POTOMAC, Md. — Three years and 364 days since his last victory, Jason Day describes himself as “obsessed” with honing his new swing and improving his results, even if he never gets back to No. 1 in the world.

There wasn’t much room for improvement Thursday as Day shot a 7-under 63 to take the first-round lead at the Wells Fargo Championship. Joel Dahmen was a shot back on what could be the best day for scoring at TPC Potomac at Avenel Farm, with rain, wind and unseasonably cool temperatures in the forecast through Sunday.

“Obviously, we’ve got some weather coming in, so I feel like we’re going to go into grind mode over the next few days, which I typically like,” Day said. “It’s going to be difficult.”

The 34-year-old Day has been working with instructor Chris Como on a swing that will protect his chronically balky back, and he says it feels solid with every club except the driver. His renewed dedication and relative good health are encouraging signs from a player who won eight times in a 15-month span in 2015-16, including the PGA Championship and the Players Championship.

“I think about the golf swing in the morning, I think about the golf swing during the day and I think about the golf swing at night,” Day said. “There’s been conversations at 12 at night with Chris just because I have an idea in my head and a certain sensation and a feel.”

Day’s last win came in this tournament at Quail Hollow. The Wells Fargo moved to the Maryland suburbs of Washington this year because its usual venue is hosting the Presidents Cup in September.

The International team at that event would surely welcome a resurgent Day, who made five of his eight birdies from inside 10 feet on Thursday. The Australian took the lead with a chip-in on the par-4 15th hole.

“The thing that’s different between now and when I was No. 1 in the world, even though the technique might not have been as crisp as it is right now, I had all the confidence in the world, especially on the greens. So that’s always the goal,” Day said.

Matthew Wolff, local favorite Denny McCarthy and PGA Tour rookies Aaron Rai, Callum Tarren and Paul Barjon were two shots back. Rory McIlroy, the top-ranked player in the field at No. 7, had an up-and-down 67.

Wolff’s previous two competitive rounds were an 81 and a 78 at the Masters, where the 23-year-old long-hitter finished behind every 60-something past champion in the field. He played a casual round at his home club a few days ago and lost every ball in his bag.

Beware the player with nonexistent expectations.

“I can go out and shoot 90 tomorrow and as long as I have a good attitude, I can put a check mark on this week and say that I’ve grown as a person and as a player and that’s just all I really care about right now,” Wolff said. “To be honest, it’s funny, but I’m not here to win a golf tournament, I’m here to have a good time.”

Dahmen enjoyed his quick surge to the top of the leaderboard. After a 7-iron from 173 yards to 7 feet on the par-4 eighth hole, he stared at the scoreboard behind the green while waiting for playing partners Patrick Reed and Jason Dufner. Then he holed the putt to reach 6 under.

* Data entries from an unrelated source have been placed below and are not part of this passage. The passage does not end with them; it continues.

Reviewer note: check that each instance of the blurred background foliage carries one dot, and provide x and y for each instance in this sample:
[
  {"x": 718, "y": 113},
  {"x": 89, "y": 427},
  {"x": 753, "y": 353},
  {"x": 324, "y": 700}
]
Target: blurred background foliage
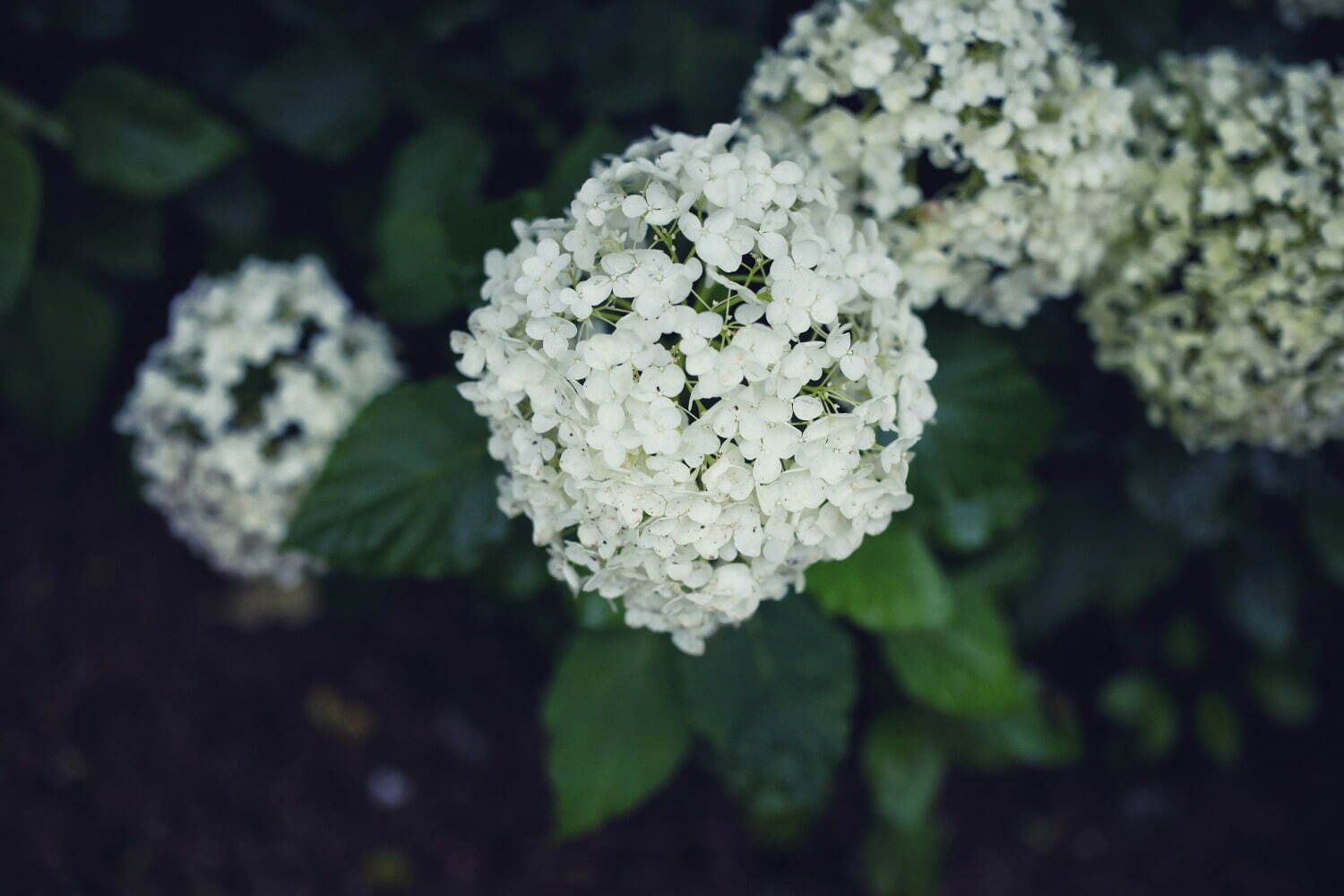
[{"x": 1067, "y": 576}]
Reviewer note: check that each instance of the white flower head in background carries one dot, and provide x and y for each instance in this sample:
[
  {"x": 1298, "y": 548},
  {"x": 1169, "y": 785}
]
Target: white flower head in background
[
  {"x": 701, "y": 381},
  {"x": 1298, "y": 13},
  {"x": 1225, "y": 304},
  {"x": 236, "y": 410},
  {"x": 989, "y": 151}
]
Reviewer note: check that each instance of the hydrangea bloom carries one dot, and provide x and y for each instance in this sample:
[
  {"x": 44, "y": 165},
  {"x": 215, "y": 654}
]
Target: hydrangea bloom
[
  {"x": 1297, "y": 13},
  {"x": 1225, "y": 304},
  {"x": 237, "y": 409},
  {"x": 989, "y": 97},
  {"x": 701, "y": 381}
]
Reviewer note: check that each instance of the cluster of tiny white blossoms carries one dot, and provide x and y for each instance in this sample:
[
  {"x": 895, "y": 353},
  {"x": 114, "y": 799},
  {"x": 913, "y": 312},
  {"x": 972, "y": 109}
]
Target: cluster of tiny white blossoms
[
  {"x": 701, "y": 381},
  {"x": 236, "y": 410},
  {"x": 1225, "y": 304},
  {"x": 989, "y": 97},
  {"x": 1298, "y": 13}
]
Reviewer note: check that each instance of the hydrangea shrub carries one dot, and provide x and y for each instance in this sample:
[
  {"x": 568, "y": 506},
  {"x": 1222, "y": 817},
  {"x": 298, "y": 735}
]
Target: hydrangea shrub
[
  {"x": 234, "y": 413},
  {"x": 1225, "y": 301},
  {"x": 978, "y": 136}
]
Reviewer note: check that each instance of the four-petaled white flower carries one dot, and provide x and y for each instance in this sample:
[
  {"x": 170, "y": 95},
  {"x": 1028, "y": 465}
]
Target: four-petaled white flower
[{"x": 1031, "y": 137}]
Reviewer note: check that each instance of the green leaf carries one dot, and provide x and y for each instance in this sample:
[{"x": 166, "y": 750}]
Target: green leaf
[
  {"x": 408, "y": 490},
  {"x": 1325, "y": 532},
  {"x": 1190, "y": 493},
  {"x": 1045, "y": 732},
  {"x": 1284, "y": 694},
  {"x": 574, "y": 164},
  {"x": 440, "y": 169},
  {"x": 140, "y": 137},
  {"x": 1183, "y": 642},
  {"x": 416, "y": 279},
  {"x": 773, "y": 697},
  {"x": 704, "y": 59},
  {"x": 319, "y": 99},
  {"x": 1140, "y": 702},
  {"x": 892, "y": 583},
  {"x": 118, "y": 237},
  {"x": 902, "y": 861},
  {"x": 21, "y": 204},
  {"x": 1219, "y": 728},
  {"x": 903, "y": 763},
  {"x": 616, "y": 726},
  {"x": 1090, "y": 538},
  {"x": 970, "y": 476},
  {"x": 1261, "y": 591},
  {"x": 56, "y": 349},
  {"x": 965, "y": 668}
]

“I like seeing my name up there. It’s something that, you know, that’s what we work for, right? To have a little bit of pressure in the first round I think is great,” Dahmen said.

Dahmen’s putter cooled on the back nine, but he finally made another birdie when he missed an ace by inches at the par-3 17th.

McIlroy’s only big mistake was a tee shot that started too far left and drew into the water on the par-4 fourth, his 13th of the day. A penalty drop and a sloppy chip led to double bogey, but he rebounded with birdies on the next two holes.

“I said to myself walking off the green, if I could just get back to 3 under for the day by the end of the day after that, I would be pretty happy, and obviously I did that,” McIlroy said.

Rickie Fowler hit two shots into the right-side wetlands on the par-4 sixth, then holed out from 134 yards to save bogey. He hit driver to 11 feet for eagle on the 305-yard, par-4 13th in a round of 66 that he summed up as “interesting.”

“There was a couple that were a little offline and cost me a little bit early in the round, but other than that, a lot of good stuff,” said Fowler, who is working through swing changes and has dropped to 146th in the world. “Definitely happy with today.”